For thirty-three years we have been over-joyed as we watched our daughter Elizabeth grow into such a competent and caring woman. Despite a string of not so bright (or kind!) English teachers in her high school years, she still chose to get her degree in English and Communications, slogging long hours at Tim Horton’s to make ends meet. Her career path since then has been somewhat eclectic, from cleaning horse stalls to grooming dogs, from retail management to executive assistant in oil companies.

For the past three years we have been in awe of her strength, grace and compassion as she became a Mom to Russ, dealt with the unthinkable loss of their darling baby Raylan and their twins they never got to meet. We are so grateful for Greg, the young man that has been her supportive husband for the past six years. Their beautiful little Layla brought great joy and a measure of healing to their little family. Her first year of life was overshadowed by the illness and passing of Greg’s Dad, two days before her first birthday.

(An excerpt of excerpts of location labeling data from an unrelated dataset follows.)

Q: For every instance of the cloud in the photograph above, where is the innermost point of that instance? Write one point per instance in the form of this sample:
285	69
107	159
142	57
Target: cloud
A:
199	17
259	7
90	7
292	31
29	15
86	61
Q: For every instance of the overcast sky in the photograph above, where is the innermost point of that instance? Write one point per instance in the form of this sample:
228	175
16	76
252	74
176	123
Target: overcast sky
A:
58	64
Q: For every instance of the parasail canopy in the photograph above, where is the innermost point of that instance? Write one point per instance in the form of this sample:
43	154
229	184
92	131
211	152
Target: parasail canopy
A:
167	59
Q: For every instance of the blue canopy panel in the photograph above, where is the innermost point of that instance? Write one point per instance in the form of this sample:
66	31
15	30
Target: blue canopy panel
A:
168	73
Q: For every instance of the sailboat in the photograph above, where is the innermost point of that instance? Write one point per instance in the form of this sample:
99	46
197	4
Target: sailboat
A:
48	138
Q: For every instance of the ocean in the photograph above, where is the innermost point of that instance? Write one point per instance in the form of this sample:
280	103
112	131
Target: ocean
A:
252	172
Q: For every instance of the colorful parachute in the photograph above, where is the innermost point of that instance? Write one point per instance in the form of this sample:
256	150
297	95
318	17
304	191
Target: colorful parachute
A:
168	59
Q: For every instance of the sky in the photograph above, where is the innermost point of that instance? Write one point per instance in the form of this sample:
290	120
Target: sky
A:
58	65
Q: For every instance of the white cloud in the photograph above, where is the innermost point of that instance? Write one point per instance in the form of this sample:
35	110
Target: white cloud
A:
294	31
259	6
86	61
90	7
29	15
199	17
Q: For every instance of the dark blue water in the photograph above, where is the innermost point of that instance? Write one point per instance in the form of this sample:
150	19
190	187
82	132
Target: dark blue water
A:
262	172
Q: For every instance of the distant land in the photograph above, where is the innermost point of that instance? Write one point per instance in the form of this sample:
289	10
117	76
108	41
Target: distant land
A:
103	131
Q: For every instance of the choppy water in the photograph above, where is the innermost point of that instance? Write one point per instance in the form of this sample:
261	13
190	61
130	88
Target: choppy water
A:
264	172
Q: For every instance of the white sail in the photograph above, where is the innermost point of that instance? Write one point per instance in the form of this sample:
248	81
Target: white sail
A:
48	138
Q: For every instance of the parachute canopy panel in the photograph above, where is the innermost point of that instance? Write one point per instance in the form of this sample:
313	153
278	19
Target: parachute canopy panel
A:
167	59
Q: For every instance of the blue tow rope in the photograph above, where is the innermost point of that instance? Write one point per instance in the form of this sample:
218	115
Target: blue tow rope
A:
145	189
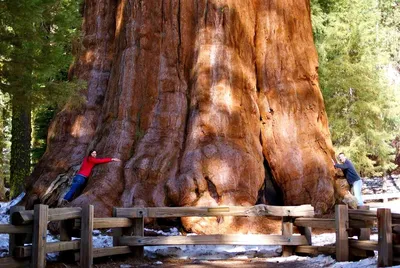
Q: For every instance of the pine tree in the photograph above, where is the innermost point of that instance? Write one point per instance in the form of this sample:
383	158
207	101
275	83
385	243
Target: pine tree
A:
354	56
35	45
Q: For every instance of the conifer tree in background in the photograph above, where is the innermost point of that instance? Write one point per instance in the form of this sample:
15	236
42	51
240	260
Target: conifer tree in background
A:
35	45
5	127
357	43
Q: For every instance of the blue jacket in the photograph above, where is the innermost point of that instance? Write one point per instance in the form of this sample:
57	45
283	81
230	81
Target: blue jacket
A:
349	171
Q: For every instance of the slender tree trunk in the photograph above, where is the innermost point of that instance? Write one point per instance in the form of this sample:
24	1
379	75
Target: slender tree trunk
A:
208	103
20	165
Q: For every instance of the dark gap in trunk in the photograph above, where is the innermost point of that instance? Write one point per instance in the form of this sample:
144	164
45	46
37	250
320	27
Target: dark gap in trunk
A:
270	193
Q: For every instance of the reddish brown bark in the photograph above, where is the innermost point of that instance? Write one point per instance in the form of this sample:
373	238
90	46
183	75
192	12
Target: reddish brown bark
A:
207	102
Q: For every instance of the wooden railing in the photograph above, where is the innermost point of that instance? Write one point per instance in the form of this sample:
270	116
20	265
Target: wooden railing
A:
129	238
384	197
128	231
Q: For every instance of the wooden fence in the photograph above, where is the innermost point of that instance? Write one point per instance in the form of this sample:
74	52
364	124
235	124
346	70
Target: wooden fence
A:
30	226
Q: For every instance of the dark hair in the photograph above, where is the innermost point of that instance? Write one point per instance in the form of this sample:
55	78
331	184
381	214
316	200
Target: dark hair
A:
91	151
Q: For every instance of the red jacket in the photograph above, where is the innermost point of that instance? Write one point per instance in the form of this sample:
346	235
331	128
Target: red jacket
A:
88	164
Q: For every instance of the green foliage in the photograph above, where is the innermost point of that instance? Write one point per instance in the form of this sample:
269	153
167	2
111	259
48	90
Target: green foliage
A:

One of the most amazing things of it all was that all this time, behind the scenes, Liz was studying part-time to follow a dream to become a Recreational Therapist and work with Senior citizens. At one point, in the midst of loss, she was out of school too long and was forced to repeat a number of courses. She was able to use the last two months of her maternity leave to finish her final internship and before that internship was even finished she landed a dream job at a brand new luxury retirement community just a few minutes away from their home. Her new title is Director of Health and Wellness.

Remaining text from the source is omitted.